Originally published in Boulevard
Man with Picture Frame
90th and Third, NYC
We almost missed him, although his face,
As blunt as a busy Picasso, all shifting
Planes, was wedged in a picture frame.
We almost missed him, the way one can stop
Seeing hunched-over bodies along the street
Or a favorite picture above the sofa
In the living room, so familiar it seems
Invisible, until it has drifted askew
Or been removed. “If only he had something
More contemporary,” my companion offered.
The man in the frame extended his crushed
Paper coffee cup, fingers hugging its Greek
Pillars and statues, white and blue.
“Spare any change?” he asked. I brought
Forth a quarter. His eyes, brilliant, said
I am a masterpiece. This is where I live.

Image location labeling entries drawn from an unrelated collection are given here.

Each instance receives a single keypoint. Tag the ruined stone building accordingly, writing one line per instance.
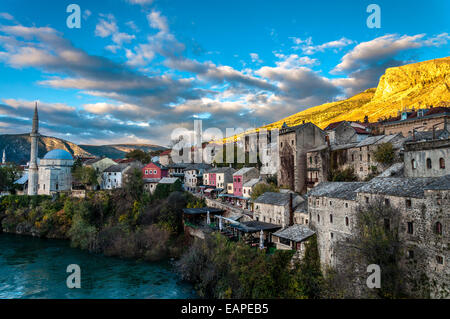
(345, 132)
(293, 144)
(332, 209)
(276, 208)
(408, 121)
(427, 158)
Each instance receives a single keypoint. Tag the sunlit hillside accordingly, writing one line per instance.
(414, 85)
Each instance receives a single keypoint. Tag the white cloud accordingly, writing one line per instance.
(6, 16)
(157, 21)
(255, 58)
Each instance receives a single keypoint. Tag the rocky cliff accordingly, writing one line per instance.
(414, 85)
(17, 148)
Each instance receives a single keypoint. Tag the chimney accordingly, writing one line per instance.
(291, 211)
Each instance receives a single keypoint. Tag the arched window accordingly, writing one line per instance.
(441, 163)
(438, 228)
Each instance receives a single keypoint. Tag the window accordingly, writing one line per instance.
(441, 163)
(429, 163)
(410, 228)
(438, 228)
(408, 203)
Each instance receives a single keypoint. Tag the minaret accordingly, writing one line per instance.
(33, 169)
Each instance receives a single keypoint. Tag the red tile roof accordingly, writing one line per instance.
(166, 152)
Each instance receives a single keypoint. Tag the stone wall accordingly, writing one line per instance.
(417, 154)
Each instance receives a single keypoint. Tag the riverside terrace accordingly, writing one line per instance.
(201, 221)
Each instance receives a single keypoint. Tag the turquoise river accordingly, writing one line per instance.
(36, 268)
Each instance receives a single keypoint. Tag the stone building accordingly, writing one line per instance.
(423, 204)
(427, 158)
(115, 175)
(247, 188)
(55, 172)
(218, 176)
(332, 208)
(241, 177)
(359, 156)
(165, 159)
(421, 119)
(293, 144)
(317, 166)
(276, 208)
(150, 184)
(269, 159)
(345, 132)
(422, 216)
(293, 238)
(193, 176)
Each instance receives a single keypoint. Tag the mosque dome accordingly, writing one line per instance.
(58, 154)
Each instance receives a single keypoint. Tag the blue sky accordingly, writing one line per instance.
(138, 69)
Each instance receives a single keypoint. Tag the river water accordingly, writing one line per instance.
(36, 268)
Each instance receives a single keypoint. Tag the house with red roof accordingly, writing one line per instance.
(154, 170)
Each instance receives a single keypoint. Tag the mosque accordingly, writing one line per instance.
(53, 173)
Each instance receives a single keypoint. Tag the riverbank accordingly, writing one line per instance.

Originally published in Poetry
Astigmatism
When I held smooth the satin to zip
Up your wedding dress, frosted with flounces
And pearl-beaded filigree, a rococo
Confection more sugary than the cake,
And watched as you swiveled slowly to face
Me — all floaty notes, pure flute — so still
As I situated the baby’s breath and the veil,
How could I have told you, knowing
You’d learn it soon enough, my perfect doll,
How fuzzy the world is, how the clearest
Picture, frill-tipped gladioli in primary
Colors, can dissolve into darkness, how
The eye can fool you, presenting a straight
Or diagonal path when the earth is curved.
“It can be corrected,” I tell you, a half-truth,
When you call me to say you can no longer
Focus, nothing is sharp. And I can hear
How the light is bent in your voice, the shadows
Behind what you say, while in my mind’s
Eye you stare at me, blinking, a week old,
The day you were placed in my arms,
Able to distinguish little but two black
Moons, my eyes dancing in the fog.
That this was the most exquisite
Instance of my childhood never changes.
Nor does the decade between us
Or the way you looked up at my face
After racing out the front door
To greet me eight years later, almost
Toppling me over, ringing my waist.
Two sisters, so nearsighted
That upon my return to you, before
I resumed my groping tromp
Through the world, you held me like a reference
Point, a place you will always find,
The sheen of your eyes announcing
My bearings as much as your clear
Shout of my name, as your words: “You’re here.”